ピエール・ポランが1950年代に手掛けた「F031 デスク」。1960年以降の彫刻的なデザインとは異なり、機能性を追求したシンプルなスタイルが特徴的です。落ち着いた色合いは様々なインテリアに調和し、個人宅での使用はもちろんのこと、SOHOでの使用やショップのカウンターデスクとしても合わせやすいデスクです。

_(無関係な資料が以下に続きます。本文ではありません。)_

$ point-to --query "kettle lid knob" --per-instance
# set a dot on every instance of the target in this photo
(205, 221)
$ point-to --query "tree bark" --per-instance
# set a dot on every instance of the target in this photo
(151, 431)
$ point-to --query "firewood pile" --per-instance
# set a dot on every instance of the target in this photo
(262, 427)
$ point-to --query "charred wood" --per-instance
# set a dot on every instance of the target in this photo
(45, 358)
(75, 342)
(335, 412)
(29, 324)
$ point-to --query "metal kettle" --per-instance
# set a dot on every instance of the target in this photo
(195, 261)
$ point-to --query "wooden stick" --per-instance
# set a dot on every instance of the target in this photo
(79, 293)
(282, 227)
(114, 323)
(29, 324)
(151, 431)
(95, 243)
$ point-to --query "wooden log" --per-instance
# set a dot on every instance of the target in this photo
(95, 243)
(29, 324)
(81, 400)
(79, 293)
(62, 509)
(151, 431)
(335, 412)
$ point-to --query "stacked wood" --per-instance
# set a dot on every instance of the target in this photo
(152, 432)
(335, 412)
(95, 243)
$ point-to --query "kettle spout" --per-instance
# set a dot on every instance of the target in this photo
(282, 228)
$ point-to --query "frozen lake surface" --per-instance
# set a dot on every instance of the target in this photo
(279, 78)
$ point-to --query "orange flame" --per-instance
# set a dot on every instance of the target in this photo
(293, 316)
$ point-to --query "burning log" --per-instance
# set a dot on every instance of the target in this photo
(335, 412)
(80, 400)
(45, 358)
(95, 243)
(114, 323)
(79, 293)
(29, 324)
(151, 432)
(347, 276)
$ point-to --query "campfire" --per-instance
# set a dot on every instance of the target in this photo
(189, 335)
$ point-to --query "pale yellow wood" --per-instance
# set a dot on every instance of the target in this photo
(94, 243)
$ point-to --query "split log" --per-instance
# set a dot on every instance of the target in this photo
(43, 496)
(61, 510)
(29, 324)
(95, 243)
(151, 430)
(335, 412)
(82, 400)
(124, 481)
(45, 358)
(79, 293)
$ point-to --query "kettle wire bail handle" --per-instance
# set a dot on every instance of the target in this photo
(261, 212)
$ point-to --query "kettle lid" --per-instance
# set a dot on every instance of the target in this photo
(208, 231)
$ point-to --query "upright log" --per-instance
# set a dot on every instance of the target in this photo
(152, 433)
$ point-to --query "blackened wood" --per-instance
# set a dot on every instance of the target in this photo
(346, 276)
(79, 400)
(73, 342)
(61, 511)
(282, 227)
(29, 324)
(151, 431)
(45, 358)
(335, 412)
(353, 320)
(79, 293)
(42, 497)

このデスクは2003年にボビーワゴンの製造で知られるビーラインの正規輸入代理店であるメトロクス社が製造及び販売権を取得したいわば復刻版で、元はピエール・ポランが1950年代に曲木の家具で有名なフランスのトーネット社から発表したデスクです。トーネット社からは「CM141」という商品名で販売され、1956年より約10年間という短い期間のみ製造されていました。ポラン自らがデザインを持ち込み、製品化を実現したのは後にも先にもこのデスクだけだったとか。
ピエール・ポランのデザインとして一般的に知られているのは、1960年代以降に手掛けたリボンチェア、タンチェアといった有機的なフォルムのプロダクトですが、このデスクは直線を基調としたシンプルで機能性を追及したフォルムに結実しています。「オフィス用としてではなく、個人が使うためのものとしてデザインした」ことにより、ヨーロッパの平均的なデスクのサイズよりもコンパクトで、「プチビューロ(小さめのデスク)」という呼び名もあったようです。
また、天板、引き出し、脚部はそれぞれ異なる素材で構成されていて、素材使いの配慮や細部のディティールへのこだわりが随所に見られます。
アーロンチェア リマスタード、ボビーワゴンと。アーロンチェアのデザイナーであるドン・チャドウィックはイームズに影響を受けており、国もデザイナーも異なるこの3つのプロダクトは根幹で「ミッドセンチュリー」に関わっていると言えるでしょう。